3. Thus, the notion of a theory-practice gap is a myth. There is no theory-practice gap, just a gap between the beliefs of practitioners in two very different communities of practice: academics and teachers.

This all looks very obvious, but what’s the point of it? Well, the point seems to be to reassure teachers that they shouldn’t worry if academics’ theories challenge their teaching practices. If this is the point, then I suggest that it’s wrong and, in any case, Anderson’s remarks do nothing to address the ongoing issue of what teachers can learn from SLA research. Anderson says that researchers and academics are usually referring to a gap between their beliefs concerning how teachers should teach, and how teachers actually do teach, but that’s not actually true; researchers say little about any such gap. To “prove” that the notion of a theory-practice gap is a myth by making it about teaching practice and then pointing to teachers’ own theories is an empty bit of rhetoric which fails to address what is, in fact, the very important gap between what academics know about language learning and what teachers know. Current ELT practice is dominated by the use of coursebooks which implement a synthetic syllabus where the L2 is treated as an object of study, and where the focus is on learning about the language. Such practices contradict the wide consensus among academics that learning an L2 is predominantly a matter of implicit learning; learning by doing, learning by engaging in meaningful use of the language. The clear implication is that current coursebook-driven ELT is inefficacious and that analytical syllabuses, such as those used in TBLT, Dogme and certain types of CLIL are more efficacious.

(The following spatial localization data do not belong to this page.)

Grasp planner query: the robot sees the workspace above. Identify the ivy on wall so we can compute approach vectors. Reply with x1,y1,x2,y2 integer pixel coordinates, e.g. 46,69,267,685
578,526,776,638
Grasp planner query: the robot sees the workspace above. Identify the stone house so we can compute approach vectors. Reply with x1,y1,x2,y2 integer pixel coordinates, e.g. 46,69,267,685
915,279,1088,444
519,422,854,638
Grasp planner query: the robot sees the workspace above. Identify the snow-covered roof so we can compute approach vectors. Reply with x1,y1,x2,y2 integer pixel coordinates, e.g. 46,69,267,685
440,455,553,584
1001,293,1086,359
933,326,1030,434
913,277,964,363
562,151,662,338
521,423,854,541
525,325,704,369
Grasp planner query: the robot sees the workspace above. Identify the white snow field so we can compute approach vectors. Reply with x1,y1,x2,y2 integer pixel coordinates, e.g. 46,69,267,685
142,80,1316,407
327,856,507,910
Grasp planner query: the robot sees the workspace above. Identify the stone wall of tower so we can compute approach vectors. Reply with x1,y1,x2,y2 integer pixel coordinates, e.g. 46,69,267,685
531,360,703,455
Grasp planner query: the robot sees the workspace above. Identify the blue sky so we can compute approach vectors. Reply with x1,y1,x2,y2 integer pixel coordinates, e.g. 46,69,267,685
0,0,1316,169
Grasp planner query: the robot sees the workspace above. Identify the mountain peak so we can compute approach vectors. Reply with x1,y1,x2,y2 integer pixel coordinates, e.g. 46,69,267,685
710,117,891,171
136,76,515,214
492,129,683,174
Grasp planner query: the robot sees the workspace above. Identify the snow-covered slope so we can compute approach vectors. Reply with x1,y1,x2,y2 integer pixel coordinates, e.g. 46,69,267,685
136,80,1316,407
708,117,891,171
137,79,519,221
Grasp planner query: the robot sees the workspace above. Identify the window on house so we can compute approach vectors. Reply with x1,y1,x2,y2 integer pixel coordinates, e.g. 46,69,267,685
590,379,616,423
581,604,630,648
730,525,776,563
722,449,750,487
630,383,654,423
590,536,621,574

This is the issue that Anderson ignores. I have argued in many posts on this blog that ELT has become commodified because of the enormous commercial interests involved. These commercial interests, I suggest, explain why the gap between what most teachers know about the way people learn an L2 and what academics know is so wide. Teacher educators (who are often coursebook writers) have vested interests in coursebooks, teacher education programmes like CELTA and high stakes exams like IELTS. They are naturally biased against research findings which challenge the foundations of their approach to ELT, and they use the disagreements among academics to minimise the importance of research findings. Yet, despite all their disagreements, academics studying SLA agree on the fundamental principles which underly L2 learning. While academics would not dare to tell teachers how they should implement a syllabus or make ongoing peddagogic decisions during a lesson, the core findings of SLA research which explain the very special process of learning an L2 can – and IMO should – be taken into account when designing courses, materials, and tests in ELT.

Anderson has previously published a number of articles which cite SLA research in attempts to defend current ELT practice. One such article is Anderson (2016) “Why practice makes perfect sense: the past, present and potential future of the ppp paradigm in language teacher education”  I replied to his article with a post “Does PPP really make perfect sense?” Anderson here changes tack in his ongoing role as defender of the faith. His new message to teachers is: Never mind about the academics’ theories, use your own and just keep reciting this empty syllogism: academics have theories about education, teachers have theories about education, thus, the notion of a theory-practice gap is a myth.